Elicia Cousins ’13

Elicia Cousins '13 is pursuing a PhD in Environmental Sociology at Northeastern University

I’m part of the Social Science Environmental Health Research Institute at Northeastern, which my advisor Phil Brown leads, so every week we have visitors/speakers and various training sessions. Many of my classmates are also interested in environmental justice issues, so it’s always so inspiring and eye-opening to learn from them too. A big topic so far has been toxic chemicals and their health impacts, lack of regulation, and community responses to contamination episodes. A research group I’m in is closely following the social and scientific discovery of perfluorinated chemicals (aka PFOS, PFOA, PFAS). 

I’m funded through a T32 training grant program through NIEHS, which means that part of my training needs to be in a non-academic setting. So, I also get to work a bit with Silent Spring Institute, which is a non-profit dedicated to researching environmental causes of women’s health issues, particularly breast cancer. I’m working closely with the post-doctoral researcher there, who has a PhD in environmental studies– we just recently got a co-authored paper published in Environmental Research! 

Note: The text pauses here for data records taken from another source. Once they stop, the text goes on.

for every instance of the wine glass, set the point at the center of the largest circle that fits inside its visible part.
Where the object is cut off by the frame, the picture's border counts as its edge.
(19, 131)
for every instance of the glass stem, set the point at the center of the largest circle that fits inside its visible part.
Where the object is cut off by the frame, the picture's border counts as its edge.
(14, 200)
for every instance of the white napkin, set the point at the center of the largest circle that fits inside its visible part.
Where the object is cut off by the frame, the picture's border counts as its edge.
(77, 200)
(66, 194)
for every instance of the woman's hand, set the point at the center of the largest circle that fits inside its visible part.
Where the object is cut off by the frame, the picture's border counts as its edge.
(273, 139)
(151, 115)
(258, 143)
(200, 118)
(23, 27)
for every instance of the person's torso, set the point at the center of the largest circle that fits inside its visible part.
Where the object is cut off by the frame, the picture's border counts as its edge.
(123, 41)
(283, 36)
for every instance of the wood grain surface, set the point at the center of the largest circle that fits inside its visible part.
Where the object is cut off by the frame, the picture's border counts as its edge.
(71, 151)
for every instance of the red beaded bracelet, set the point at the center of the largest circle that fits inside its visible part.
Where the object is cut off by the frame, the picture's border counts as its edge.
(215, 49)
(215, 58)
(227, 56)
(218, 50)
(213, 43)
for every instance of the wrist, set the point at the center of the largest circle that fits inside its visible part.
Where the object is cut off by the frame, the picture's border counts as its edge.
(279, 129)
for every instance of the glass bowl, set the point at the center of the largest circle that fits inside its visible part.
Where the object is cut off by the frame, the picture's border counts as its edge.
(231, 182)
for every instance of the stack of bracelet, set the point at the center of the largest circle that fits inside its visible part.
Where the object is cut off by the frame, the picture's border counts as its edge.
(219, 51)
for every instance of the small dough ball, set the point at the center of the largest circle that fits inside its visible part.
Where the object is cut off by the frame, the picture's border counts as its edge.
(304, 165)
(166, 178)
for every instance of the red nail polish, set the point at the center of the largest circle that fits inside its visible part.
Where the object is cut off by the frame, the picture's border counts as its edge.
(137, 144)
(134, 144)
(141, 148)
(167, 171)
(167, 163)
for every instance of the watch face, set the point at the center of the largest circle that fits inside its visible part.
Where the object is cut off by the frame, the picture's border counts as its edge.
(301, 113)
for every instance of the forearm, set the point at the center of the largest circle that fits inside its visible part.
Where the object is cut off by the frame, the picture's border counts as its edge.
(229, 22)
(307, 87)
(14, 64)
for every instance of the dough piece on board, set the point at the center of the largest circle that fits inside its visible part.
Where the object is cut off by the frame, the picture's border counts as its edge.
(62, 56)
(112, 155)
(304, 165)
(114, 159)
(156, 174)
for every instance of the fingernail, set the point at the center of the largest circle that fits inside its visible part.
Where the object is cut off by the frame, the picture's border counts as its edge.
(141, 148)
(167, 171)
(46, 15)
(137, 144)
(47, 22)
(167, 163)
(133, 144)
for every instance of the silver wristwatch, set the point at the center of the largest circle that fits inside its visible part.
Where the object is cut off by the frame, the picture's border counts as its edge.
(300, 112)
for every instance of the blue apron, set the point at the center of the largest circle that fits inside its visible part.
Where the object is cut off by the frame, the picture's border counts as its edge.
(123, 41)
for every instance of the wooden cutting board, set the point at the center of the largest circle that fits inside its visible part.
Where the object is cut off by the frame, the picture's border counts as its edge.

Since I’m in a sociology department, I have to pick two areas of specialization, so aside from environmental sociology, I think I’m going to pursue gender studies. I’m finding that the two intertwine quite a bit, particularly in the context of women leading toxic waste activism. 

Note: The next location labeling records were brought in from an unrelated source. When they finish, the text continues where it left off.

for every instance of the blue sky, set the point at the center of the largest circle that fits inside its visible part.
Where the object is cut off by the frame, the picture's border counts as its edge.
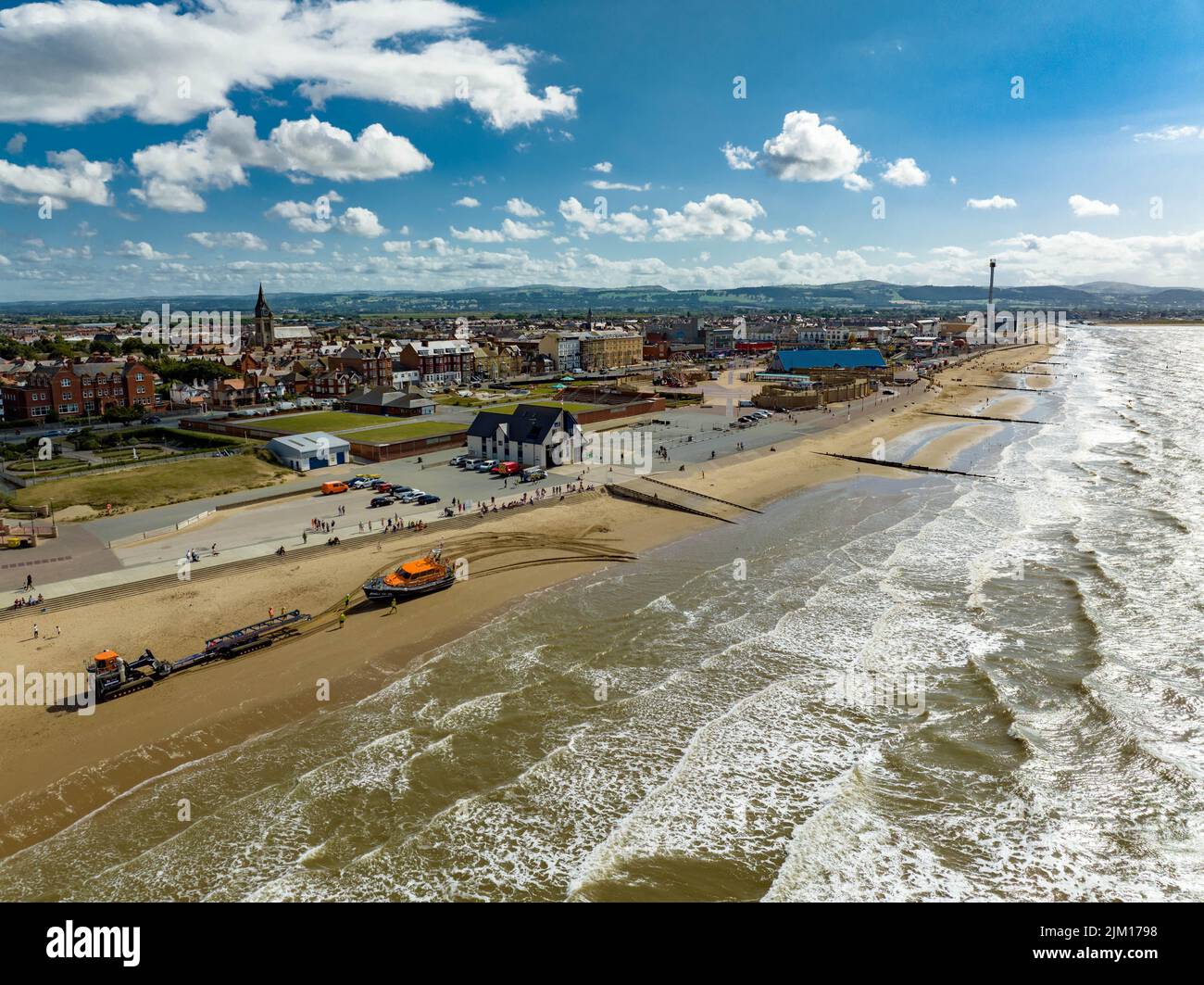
(841, 157)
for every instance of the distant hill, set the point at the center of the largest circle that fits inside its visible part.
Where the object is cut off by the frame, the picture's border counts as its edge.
(550, 298)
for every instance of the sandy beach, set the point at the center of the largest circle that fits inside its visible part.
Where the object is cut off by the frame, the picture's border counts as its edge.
(48, 778)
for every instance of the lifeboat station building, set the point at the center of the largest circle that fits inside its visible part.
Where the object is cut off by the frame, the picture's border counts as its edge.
(316, 449)
(533, 435)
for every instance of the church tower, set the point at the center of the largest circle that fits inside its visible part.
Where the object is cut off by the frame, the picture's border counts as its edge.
(263, 335)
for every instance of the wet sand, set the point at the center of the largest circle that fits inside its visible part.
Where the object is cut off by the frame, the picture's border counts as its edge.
(49, 777)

I have also been continuing my work with children and mothers from Fukushima, and will be presenting on this topic at the American Association of Geographers annual meeting this April. I was also able to publish an article about this online through Toxic News, which is a great news site run by UK sociologists focused on environmental justice and toxic contamination issues worldwide. The article is online, if you’d like to take a glance.